Грох возмущенно то ли хмыкнул, то ли хрюкнул.
— Но при этом я еще возглавляю Комиссию ООН по охране памятников мировой культуры, — добавил Макфлай, почему-то вздохнув. — Сокращенно: КОПМК. Или просто — «копы мировой культуры». Копы, да… Знаете, как русские зовут своих полицейских? «Мусора». Мусор во множественном числе. Забавно, да?.. Если когда-нибудь забредете в штаб-квартиру ООН на Ист-Ривер, добро пожаловать: третий этаж, западное крыло, секция «А», офисы с 356-го по 370-й. Правда, сам я бываю там редко.
— А что вы делаете здесь? — вкрадчиво спросил Грох после паузы.
— Вынюхиваю, — потупившись, сознался Макфлай. — Слежу, чтобы доблестные вояки, невежественные правители и не очень квалифицированные ученые не сровняли с землей какую-нибудь невзрачную руину, занесенную в наши списки как сокровище мировой культуры. Знаете, как талибы взорвали в Афганистане бесценные статуи Будды? Ну а в случае чего — сообщаю в ООН, и начинается международный скандал. Я собираю пресс-конференции, подписываю петиции, даю показания в судах. Я могу доставить много неприятностей…
Грох вдруг хитро улыбнулся и погрозил ему пальцем:
— Врете ведь, профессор.
— Отнюдь…
Грох перестал улыбаться.
— А капитан Маккойн в курсе вашей миссии? — спросил он.
— Скажу больше. Бригадный генерал Уоллес — мой родной зять. И у меня мощное лобби в конгрессе США…
Макфлай усмехнулся, закурил сигару, старательно попыхал, пока кончик ее не заалел ровным светом, и развел руками, словно извиняясь перед коллегой Грохом за то, что тому предстоит теперь как-то переварить всю эту информацию и отделить зерна истины от плевел лжи.
Возле кострищ продолжалась непонятная и неприятная для профессора суета. Слышался голос Санчеса, самого большого шутника в мире.
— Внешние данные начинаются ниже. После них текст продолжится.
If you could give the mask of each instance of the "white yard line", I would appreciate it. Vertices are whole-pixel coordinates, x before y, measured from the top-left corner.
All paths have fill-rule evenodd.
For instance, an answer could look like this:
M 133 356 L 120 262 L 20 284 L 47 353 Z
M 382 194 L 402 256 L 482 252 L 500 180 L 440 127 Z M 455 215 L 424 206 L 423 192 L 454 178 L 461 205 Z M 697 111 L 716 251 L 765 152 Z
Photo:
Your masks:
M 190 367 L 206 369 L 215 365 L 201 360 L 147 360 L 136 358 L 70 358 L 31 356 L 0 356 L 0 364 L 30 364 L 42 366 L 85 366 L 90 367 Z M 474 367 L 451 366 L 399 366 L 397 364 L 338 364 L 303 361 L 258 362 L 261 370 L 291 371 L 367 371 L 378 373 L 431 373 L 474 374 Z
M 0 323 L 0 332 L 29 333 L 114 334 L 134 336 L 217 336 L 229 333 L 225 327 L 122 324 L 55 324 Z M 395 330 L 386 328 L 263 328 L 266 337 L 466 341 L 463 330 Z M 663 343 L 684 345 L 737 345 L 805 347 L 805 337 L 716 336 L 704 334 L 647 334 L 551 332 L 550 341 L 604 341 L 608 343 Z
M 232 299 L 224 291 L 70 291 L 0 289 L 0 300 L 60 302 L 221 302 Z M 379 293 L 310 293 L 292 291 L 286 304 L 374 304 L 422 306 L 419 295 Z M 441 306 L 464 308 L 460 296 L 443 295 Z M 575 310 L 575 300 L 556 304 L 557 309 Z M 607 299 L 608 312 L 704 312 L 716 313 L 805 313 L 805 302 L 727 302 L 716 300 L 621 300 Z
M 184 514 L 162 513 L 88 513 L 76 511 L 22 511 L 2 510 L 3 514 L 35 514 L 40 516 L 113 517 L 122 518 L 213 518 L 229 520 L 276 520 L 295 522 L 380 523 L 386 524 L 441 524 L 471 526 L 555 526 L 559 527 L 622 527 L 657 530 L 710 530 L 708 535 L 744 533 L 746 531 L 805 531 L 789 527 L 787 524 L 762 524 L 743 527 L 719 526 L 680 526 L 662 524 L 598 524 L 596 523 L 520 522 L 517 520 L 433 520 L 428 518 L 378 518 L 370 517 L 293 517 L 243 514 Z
Похоже, сержант снова острил, и, как всегда, удачно: до профессора долетали неуверенные смешки солдат.
«Странно, — подумал Макфлай. — В любом срезе человеческого общества, пусть даже в таком малом, как этот взвод морских пехотинцев, обязательно найдется пара-другая индивидов, которых подобного уровня шутки будут забавлять. Ну а если бы во взводе было не тридцать человек, а пятнадцать? Или шесть? Хотя нет, шесть — это уже, кажется, отделение».
Археолог Макфлай плохо разбирался в таких вещах.
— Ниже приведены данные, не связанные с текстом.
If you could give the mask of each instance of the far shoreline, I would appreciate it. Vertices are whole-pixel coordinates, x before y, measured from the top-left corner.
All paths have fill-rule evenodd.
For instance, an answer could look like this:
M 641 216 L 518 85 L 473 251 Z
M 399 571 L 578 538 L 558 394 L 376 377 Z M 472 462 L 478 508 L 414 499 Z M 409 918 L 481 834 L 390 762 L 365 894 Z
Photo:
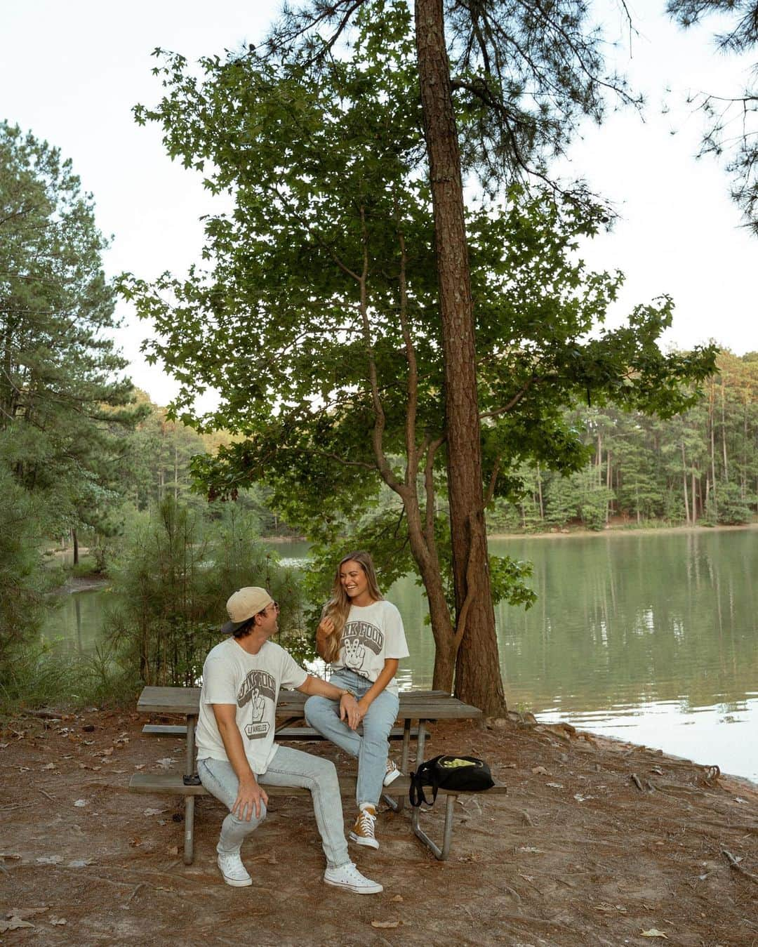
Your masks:
M 498 532 L 487 533 L 487 539 L 572 539 L 579 536 L 651 536 L 672 533 L 714 533 L 714 532 L 745 532 L 758 529 L 758 523 L 744 523 L 739 526 L 719 525 L 714 527 L 682 526 L 682 527 L 635 527 L 613 526 L 604 529 L 557 529 L 550 532 Z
Да какая разница, в конце концов… Почему-то профессор был уверен, что если бы из всего взвода остались в живых только шестеро… четверо… трое, — то это были бы именно такие люди, как Санчес. Все погибнут, а этот останется. И, вернувшись домой, в Штаты, будет до конца дней своих вот так же тупо и пошло острить за стойкой какого-нибудь пивного бара… Все-таки есть, видно, в сержантском юморе какая-то важная, невидимая простым глазом хромосома, какой-то геном… тьфу, в этом он тоже разбирался плохо… короче, вирус жизни, печать естественного отбора… Есть, конечно. Вот и сейчас солдаты посмеются, расслабятся, отвлекутся от разных мрачных мыслей, и это, безусловно, пойдет им на пользу. Разве не так? Наверное, так, подумал Макфлай.